Когда я получала справку об освобождении, в конторе все меня спрашивали, куда же я поеду.
— В Одессу, — ответила я.
— Туда нельзя. В другой город рядом — можно.
Не
Улыбнувшись нелепости этого документа, я расписалась. Какие еще сведения? То, что в мастерской шьют телогрейки для солдат? Вот уж военная тайна, дальше некуда!
Вещей взяла немного — рюкзак да чемодан. Ватное одеяло оставила Елене Семеновне, как та ни отказывалась.
Из дневника:
«3.10.55 г. Наконец-то я за воротами, на воле! После всех волнений и переживаний еду домой. О, как много всякого пережила и перевидала за последние дни! Наконец-то старая десятилетняя жизнь отрезана навсегда, и я по темному, пахнущему сухим листом лесу ушла от нее. У меня навсегда останутся в памяти затерянные в лесу домики станции Умор, маленький поезд и первые впечатления моей поездки. С удовольствием сходила одна в столовую ночью, с удовольствием отстала от компании, когда ходила за паспортом. Маленькой, последней ниточкой живой связи с Еленой Семеновной осталось знакомство с мадам Отт. Болит душа по моей милой, хорошей Е. С., не хватает мне этой умной и чистой женщины».

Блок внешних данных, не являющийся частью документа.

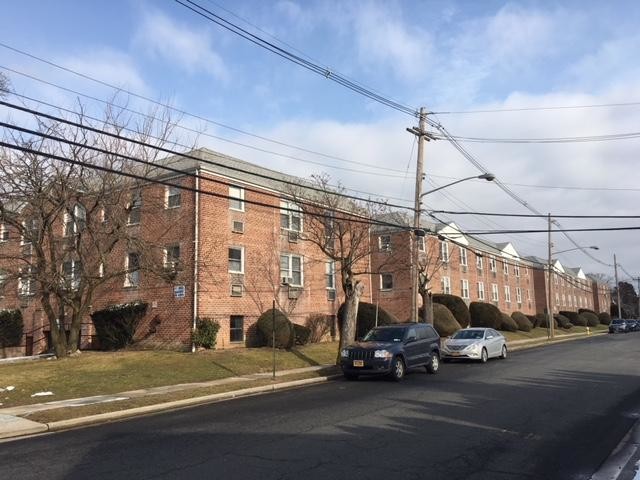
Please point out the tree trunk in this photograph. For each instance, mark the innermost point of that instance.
(352, 292)
(427, 307)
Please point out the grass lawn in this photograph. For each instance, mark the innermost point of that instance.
(98, 373)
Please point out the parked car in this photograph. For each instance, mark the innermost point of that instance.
(475, 344)
(392, 350)
(618, 325)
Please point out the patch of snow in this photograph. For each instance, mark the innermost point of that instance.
(42, 394)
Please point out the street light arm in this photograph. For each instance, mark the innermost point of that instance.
(485, 176)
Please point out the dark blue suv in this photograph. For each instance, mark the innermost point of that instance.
(391, 350)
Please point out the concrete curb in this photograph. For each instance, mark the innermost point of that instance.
(187, 402)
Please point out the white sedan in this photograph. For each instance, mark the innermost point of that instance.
(475, 344)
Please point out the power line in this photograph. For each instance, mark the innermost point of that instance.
(296, 59)
(528, 109)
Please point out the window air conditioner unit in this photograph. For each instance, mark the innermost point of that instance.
(238, 227)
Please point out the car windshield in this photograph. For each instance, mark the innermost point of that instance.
(385, 335)
(468, 335)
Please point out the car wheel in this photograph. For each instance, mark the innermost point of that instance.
(484, 356)
(397, 369)
(503, 354)
(434, 363)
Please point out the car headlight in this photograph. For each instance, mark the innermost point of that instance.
(382, 354)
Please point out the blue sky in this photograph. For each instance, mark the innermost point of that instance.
(447, 56)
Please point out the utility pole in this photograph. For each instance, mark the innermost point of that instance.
(549, 270)
(421, 133)
(615, 271)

Елена Семеновна попросила меня отвезти письмо к француженке, с которой она вместе несколько лет сидела в лагере, мадам Отт, жене бывшего сотрудника французского посольства в Москве, инженера по образованию. Его посадили и расстреляли. Жену посадили тоже, но ей уже за шестьдесят, и ее перевели в инвалидный дом в Потьме для актированных по возрасту и болезням заключенных.

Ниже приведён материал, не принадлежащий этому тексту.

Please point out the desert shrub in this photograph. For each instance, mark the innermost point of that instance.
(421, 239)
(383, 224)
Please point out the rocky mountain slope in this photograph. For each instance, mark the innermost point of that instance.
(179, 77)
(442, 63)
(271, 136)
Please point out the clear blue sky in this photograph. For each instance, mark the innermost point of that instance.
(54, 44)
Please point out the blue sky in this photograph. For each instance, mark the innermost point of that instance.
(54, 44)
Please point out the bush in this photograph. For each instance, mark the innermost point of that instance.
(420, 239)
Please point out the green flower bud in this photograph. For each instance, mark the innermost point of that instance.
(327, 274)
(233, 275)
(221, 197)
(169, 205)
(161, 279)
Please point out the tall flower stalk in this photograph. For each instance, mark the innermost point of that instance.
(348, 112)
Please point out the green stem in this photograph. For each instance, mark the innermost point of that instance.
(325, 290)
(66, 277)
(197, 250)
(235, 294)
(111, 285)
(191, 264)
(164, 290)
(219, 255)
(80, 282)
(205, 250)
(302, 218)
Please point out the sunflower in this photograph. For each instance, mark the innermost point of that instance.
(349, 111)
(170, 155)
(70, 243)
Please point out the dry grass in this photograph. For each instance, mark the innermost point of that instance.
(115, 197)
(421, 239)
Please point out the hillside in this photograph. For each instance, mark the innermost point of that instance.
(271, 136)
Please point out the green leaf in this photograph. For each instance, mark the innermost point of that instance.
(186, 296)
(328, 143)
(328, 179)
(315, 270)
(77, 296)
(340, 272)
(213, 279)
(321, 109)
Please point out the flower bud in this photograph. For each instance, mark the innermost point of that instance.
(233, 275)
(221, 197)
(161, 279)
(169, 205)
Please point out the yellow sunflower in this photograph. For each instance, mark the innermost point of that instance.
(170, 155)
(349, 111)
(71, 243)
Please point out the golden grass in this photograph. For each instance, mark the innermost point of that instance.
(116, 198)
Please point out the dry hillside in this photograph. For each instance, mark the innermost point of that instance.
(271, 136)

Алиса Бенедиктовна Отт оказалась очень общительной и доброжелательной женщиной и, несмотря на свои шестьдесят три года и полноту, весьма подвижной. Мы о многом переговорили, друг другу понравились, и я еще долго получала от нее добрые, призывающие к терпению и человеколюбию письма, которые очень помогли преодолеть первые, самые острые трудности жизни на воле.
В разговоре, перечисляя эмигрантов, с которыми встречалась в Берлине и которые помогали мне, я упомянула редактора эмигрантской русской газеты — Владимира Михайловича Деспотули. После побега из немецкого лагеря он мне очень помог — взял на работу в типографию и нашел жилье. Алиса Бенедиктовна спросила, не хочу ли я его увидеть.
— Но он же похоронен в Берлине, как же я его могу увидеть? — удивилась я.
— Да нет, он в нашем инвалидном доме, жив и здоров. И, наверное, вас вспомнит, если я назову ваше имя.
— Так ведь газеты писали о его смерти и похоронах, я сама читала!
И Алиса Бенедиктовна рассказала мне историю, похожую на приключенческий роман. В 1945 году сверху была дана команда сделать газету «Новое слово» более профашистской. Деспотули был тогда редактором и не смог этому подчиниться. Вернее, не захотел. Он ушел с этой работы, а редактором назначили другого.
В берлинских верхах было решено расправиться с редактором за непокорность. Его забрали из дома и увезли в одно из имений берлинской знати. Собирались тихонько и незаметно ликвидировать, без ненужных свидетелей и огласки.